In Breve
- Qual è la richiesta dell'industria cinematografica per il tax credit 2026?
- L'industria chiede un incremento di almeno 80 milioni di euro per il tax credit.
- Quali sono le risorse aggiuntive previste per il Fondo per il cinema?
- Sono previsti 200 milioni di euro aggiuntivi per il biennio, con 50 milioni per il 2026 e 150 milioni per il 2027.
- Quando è scaduto il termine per le richieste del tax credit 2026?
- Il termine è scaduto il 3 giugno 2026.
L’industria cinematografica e audiovisiva italiana ha espresso la necessità di un incremento di almeno 80 milioni di euro per il tax credit destinato alle produzioni nazionali nel 2026. Questa richiesta arriva in un momento in cui il settore sta cercando di consolidare le proprie risorse e garantire un futuro sostenibile per le produzioni italiane.

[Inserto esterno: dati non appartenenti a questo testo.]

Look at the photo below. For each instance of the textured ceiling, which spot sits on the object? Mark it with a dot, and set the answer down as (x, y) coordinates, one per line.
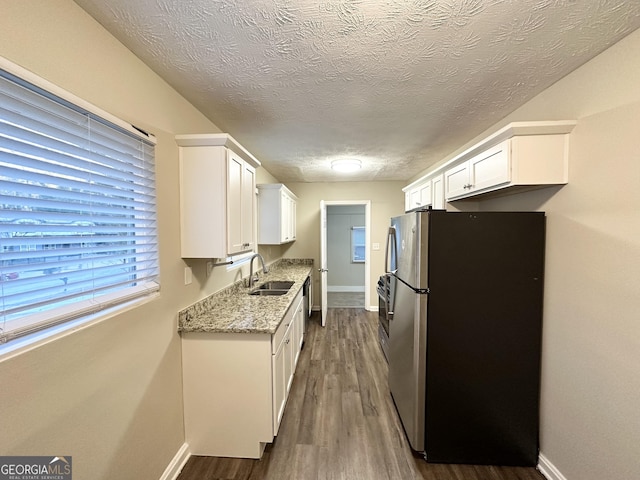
(398, 84)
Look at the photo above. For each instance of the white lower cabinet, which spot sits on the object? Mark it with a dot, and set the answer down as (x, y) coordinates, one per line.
(235, 386)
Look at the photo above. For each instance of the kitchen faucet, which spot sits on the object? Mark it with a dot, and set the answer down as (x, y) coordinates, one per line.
(264, 269)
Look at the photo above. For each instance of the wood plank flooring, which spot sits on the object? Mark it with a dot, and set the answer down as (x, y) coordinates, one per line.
(340, 422)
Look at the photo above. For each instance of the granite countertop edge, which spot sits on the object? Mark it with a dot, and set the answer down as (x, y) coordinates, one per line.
(233, 310)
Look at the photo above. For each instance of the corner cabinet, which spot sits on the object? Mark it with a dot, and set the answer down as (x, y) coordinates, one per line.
(217, 196)
(236, 386)
(276, 214)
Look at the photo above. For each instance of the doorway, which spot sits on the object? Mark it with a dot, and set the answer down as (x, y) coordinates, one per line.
(345, 256)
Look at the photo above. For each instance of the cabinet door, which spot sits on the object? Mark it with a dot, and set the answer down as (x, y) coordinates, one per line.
(240, 204)
(414, 198)
(425, 194)
(456, 181)
(279, 386)
(491, 168)
(285, 217)
(289, 359)
(292, 219)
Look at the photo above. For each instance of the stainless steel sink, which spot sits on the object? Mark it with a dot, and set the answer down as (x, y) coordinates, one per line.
(274, 287)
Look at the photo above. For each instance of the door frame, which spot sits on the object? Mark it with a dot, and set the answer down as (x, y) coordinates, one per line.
(323, 251)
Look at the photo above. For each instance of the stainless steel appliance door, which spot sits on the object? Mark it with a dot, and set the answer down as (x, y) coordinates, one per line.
(407, 359)
(411, 232)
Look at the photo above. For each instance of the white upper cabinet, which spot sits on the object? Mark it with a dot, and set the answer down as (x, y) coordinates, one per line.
(521, 156)
(486, 170)
(217, 196)
(437, 191)
(276, 214)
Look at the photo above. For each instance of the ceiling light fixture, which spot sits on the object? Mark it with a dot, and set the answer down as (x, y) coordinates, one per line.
(346, 165)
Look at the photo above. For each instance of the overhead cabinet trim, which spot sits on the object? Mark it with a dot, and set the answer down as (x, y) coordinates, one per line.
(217, 140)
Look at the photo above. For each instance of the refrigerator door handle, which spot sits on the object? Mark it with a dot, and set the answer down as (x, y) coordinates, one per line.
(391, 243)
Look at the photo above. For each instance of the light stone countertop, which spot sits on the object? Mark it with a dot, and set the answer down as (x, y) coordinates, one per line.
(233, 310)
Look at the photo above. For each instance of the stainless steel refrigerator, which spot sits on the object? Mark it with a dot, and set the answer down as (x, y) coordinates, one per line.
(465, 333)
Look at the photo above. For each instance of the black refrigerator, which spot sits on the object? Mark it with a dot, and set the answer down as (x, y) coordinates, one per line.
(465, 333)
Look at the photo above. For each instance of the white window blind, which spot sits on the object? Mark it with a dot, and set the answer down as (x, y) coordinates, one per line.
(77, 210)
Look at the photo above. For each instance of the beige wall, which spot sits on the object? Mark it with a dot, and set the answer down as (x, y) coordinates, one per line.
(387, 200)
(591, 350)
(110, 395)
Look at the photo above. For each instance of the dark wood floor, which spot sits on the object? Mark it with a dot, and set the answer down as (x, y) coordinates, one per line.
(340, 422)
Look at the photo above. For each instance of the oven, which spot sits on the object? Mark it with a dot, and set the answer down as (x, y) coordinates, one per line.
(383, 314)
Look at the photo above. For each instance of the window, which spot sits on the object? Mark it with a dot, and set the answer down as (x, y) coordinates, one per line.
(77, 208)
(357, 244)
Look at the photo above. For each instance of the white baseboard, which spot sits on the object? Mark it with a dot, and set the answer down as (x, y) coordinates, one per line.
(345, 288)
(177, 463)
(548, 469)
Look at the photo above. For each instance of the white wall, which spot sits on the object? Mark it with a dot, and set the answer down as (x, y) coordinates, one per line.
(591, 347)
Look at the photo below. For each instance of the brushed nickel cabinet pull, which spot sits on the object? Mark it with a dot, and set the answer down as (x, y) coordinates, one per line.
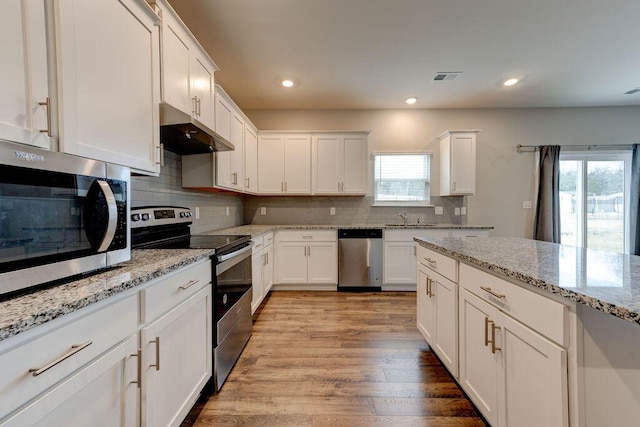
(74, 349)
(139, 368)
(492, 292)
(189, 284)
(157, 343)
(47, 104)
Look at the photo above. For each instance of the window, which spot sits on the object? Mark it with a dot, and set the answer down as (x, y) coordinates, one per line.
(401, 179)
(594, 200)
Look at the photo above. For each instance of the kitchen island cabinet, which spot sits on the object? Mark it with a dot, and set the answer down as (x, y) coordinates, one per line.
(548, 333)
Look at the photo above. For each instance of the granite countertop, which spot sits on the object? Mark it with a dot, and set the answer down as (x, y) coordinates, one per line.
(256, 230)
(25, 312)
(606, 281)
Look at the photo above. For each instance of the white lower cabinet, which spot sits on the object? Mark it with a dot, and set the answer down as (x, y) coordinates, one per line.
(104, 393)
(515, 376)
(309, 257)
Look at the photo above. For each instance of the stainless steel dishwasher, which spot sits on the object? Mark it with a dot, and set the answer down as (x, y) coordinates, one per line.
(360, 259)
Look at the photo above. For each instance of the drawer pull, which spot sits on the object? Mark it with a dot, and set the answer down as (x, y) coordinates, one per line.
(492, 292)
(188, 285)
(74, 349)
(157, 364)
(138, 355)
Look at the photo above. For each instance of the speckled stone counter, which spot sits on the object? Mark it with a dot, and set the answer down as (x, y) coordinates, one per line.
(606, 281)
(22, 313)
(256, 230)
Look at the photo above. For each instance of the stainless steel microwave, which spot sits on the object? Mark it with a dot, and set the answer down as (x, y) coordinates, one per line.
(60, 216)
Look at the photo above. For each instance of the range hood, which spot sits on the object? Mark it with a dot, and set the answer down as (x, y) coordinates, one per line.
(183, 134)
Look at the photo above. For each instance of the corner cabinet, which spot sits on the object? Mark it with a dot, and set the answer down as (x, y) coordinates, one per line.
(458, 163)
(339, 164)
(108, 70)
(25, 110)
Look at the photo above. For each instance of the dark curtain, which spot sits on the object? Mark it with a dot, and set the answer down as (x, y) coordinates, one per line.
(634, 207)
(547, 221)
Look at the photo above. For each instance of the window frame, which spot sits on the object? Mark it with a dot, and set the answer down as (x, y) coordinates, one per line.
(402, 203)
(581, 178)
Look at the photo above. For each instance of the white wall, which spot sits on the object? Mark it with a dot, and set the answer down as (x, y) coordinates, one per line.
(504, 178)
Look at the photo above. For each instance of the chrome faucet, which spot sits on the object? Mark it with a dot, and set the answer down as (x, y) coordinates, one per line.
(404, 217)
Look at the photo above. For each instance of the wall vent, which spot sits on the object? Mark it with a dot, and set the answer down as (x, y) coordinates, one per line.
(446, 75)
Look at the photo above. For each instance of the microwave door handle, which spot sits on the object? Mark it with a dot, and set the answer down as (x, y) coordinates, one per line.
(112, 209)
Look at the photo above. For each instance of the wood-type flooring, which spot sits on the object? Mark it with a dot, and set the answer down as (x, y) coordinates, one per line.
(337, 359)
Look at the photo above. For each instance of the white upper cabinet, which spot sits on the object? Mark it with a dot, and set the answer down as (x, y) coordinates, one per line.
(458, 163)
(339, 164)
(187, 74)
(284, 165)
(25, 112)
(108, 81)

Negli ultimi mesi, il governo ha già previsto un rafforzamento delle risorse con 200 milioni di euro aggiuntivi per il biennio. In particolare, l’articolo 15-bis ha aumentato le risorse del Fondo per il cinema e l’audiovisivo di 50 milioni di euro per il 2026, portando la dotazione complessiva da 610 a 660 milioni di euro. Per il 2027, l’incremento è di 150 milioni di euro, con la dotazione che passerà da 500 a 650 milioni. Tuttavia, dal 2028, la dotazione tornerà a 500 milioni annui.
La ripartizione definitiva delle risorse dovrà ora confrontarsi con diversi fattori, tra cui le nuove risorse per il Fondo, la chiusura della finestra dedicata alle produzioni internazionali e i decreti recentemente pubblicati dal Ministero della Cultura per le sale cinematografiche. I produttori hanno sottolineato l’importanza di conoscere tempestivamente la disponibilità e i tempi degli incentivi, in modo da poter programmare investimenti e avviare nuovi progetti.
È scaduto il termine per la presentazione delle richieste preventive e definitive per il tax credit 2026, destinato ad attrarre produzioni internazionali in Italia. La sessione era stata aperta il 3 giugno. Le domande vengono istruite in base alla data di inizio delle lavorazioni e, in caso di parità, secondo l’ordine di presentazione. Le istanze ammissibili ma prive di copertura finanziaria verranno automaticamente trasferite alle sessioni successive.
Inoltre, la Direzione generale Cinema e Audiovisivo ha pubblicato due decreti riguardanti il tax credit per le sale cinematografiche, con gli esiti delle istruttorie relative ai costi di funzionamento e agli investimenti per il 2024. Il settore, nel contesto della prossima Mostra di Venezia, attende anche l’esame alla Camera della nuova legge sul cinema, che non è stata discussa prima della pausa estiva. Questa legge è ora in fase di valutazione dopo gli emendamenti della commissione Bilancio e le considerazioni del Ministero dell’Economia.